Percebo que nada foi em vão. E que não me arrependo de nenhuma decisão. Tudo o que eu escolhi, os passos que dados, foram importantes e me levaram até onde eu precisava chegar.

E a decepção que carregava, era obra da minha cabeça que ficou parada na mente daquela garota cheia de sonhos. Ela esqueceu de crescer junto comigo.

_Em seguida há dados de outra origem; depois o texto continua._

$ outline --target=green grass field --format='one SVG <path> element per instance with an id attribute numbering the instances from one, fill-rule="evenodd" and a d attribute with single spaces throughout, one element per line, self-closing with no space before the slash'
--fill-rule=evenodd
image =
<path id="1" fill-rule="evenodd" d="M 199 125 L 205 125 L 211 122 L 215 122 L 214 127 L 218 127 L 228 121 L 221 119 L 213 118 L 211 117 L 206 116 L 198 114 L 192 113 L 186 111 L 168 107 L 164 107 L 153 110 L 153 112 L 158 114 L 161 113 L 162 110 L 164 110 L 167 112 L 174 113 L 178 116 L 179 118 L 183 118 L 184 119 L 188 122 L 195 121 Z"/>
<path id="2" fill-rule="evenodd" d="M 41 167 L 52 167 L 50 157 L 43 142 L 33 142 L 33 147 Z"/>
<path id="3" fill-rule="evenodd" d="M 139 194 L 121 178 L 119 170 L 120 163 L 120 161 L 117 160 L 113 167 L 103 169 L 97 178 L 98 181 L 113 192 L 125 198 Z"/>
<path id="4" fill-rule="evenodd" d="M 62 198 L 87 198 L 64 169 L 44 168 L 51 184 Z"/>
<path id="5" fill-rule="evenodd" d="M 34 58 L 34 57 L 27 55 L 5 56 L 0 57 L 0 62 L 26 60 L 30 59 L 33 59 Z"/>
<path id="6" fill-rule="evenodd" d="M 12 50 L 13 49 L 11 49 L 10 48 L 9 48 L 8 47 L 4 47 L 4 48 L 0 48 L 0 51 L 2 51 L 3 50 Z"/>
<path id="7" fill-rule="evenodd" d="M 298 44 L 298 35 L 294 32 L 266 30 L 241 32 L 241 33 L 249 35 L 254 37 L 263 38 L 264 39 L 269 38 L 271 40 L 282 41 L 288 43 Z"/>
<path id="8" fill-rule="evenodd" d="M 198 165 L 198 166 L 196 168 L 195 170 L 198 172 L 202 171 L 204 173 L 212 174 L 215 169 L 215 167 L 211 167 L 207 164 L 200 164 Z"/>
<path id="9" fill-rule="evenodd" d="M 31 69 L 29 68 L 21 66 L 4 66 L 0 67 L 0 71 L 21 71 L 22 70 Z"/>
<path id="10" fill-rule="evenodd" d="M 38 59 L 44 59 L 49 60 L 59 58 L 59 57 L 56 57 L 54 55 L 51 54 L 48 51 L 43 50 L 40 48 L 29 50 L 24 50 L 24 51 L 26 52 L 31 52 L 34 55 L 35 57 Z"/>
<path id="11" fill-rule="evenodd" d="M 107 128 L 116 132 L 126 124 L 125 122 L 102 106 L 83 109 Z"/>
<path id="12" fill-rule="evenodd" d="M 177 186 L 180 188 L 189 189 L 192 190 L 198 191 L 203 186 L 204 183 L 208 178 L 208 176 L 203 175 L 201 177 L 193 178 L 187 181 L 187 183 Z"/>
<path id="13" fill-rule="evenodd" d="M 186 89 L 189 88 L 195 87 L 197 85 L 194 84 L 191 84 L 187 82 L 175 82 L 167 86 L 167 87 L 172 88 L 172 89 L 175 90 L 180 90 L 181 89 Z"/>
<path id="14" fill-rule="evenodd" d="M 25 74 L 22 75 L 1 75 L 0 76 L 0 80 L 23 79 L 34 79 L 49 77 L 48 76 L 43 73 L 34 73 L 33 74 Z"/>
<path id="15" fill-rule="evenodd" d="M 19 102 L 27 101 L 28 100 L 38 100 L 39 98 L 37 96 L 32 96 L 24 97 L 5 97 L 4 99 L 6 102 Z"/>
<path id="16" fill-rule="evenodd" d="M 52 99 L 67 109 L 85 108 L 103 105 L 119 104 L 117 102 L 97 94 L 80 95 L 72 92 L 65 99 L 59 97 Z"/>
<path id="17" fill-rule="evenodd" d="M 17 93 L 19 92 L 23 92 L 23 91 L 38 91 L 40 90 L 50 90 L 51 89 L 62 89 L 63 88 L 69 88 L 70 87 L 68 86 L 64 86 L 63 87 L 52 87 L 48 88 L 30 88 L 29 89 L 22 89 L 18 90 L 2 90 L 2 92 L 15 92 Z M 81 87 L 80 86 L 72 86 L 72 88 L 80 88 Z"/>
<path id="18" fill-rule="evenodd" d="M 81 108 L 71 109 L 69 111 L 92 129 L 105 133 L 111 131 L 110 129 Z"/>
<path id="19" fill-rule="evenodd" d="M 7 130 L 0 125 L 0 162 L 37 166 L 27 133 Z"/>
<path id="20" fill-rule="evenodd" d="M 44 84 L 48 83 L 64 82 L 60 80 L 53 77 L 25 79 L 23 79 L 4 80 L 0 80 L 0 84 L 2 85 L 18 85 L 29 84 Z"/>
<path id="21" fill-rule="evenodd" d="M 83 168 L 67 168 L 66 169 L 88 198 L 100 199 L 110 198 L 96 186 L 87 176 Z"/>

A evolução segue como a caminhada, no ritmo e na capacidade das nossas pernas. Os passos são dados e a agilidade depende do quanto conseguimos andar ou correr. Por isso, não podemos nos basear nos passos alheios. São as nossas pernas que dão o ritmo. E as minhas pernas, ainda que curtam, tem feito um excelente trabalho até aqui.

E nessa jornada, com pedras no caminho, ladeiras e tudo mais, só levo amor e aprendizado, com os erros e acertos, as pessoas que eu conheci, o que vivi e quem me tornei.

Nostalgicamente, vou encerrar esse ciclo, com todos os episódios que faltam e guardar no coração esses personagens da ficção e a personagem que um dia fui. Que agora não sou mais eu, mas que me sempre fará parte de mim.

Agradeço por me acompanhar e estou orgulhosa de quem fui e ansiosa para saber quem serei daqui para frente.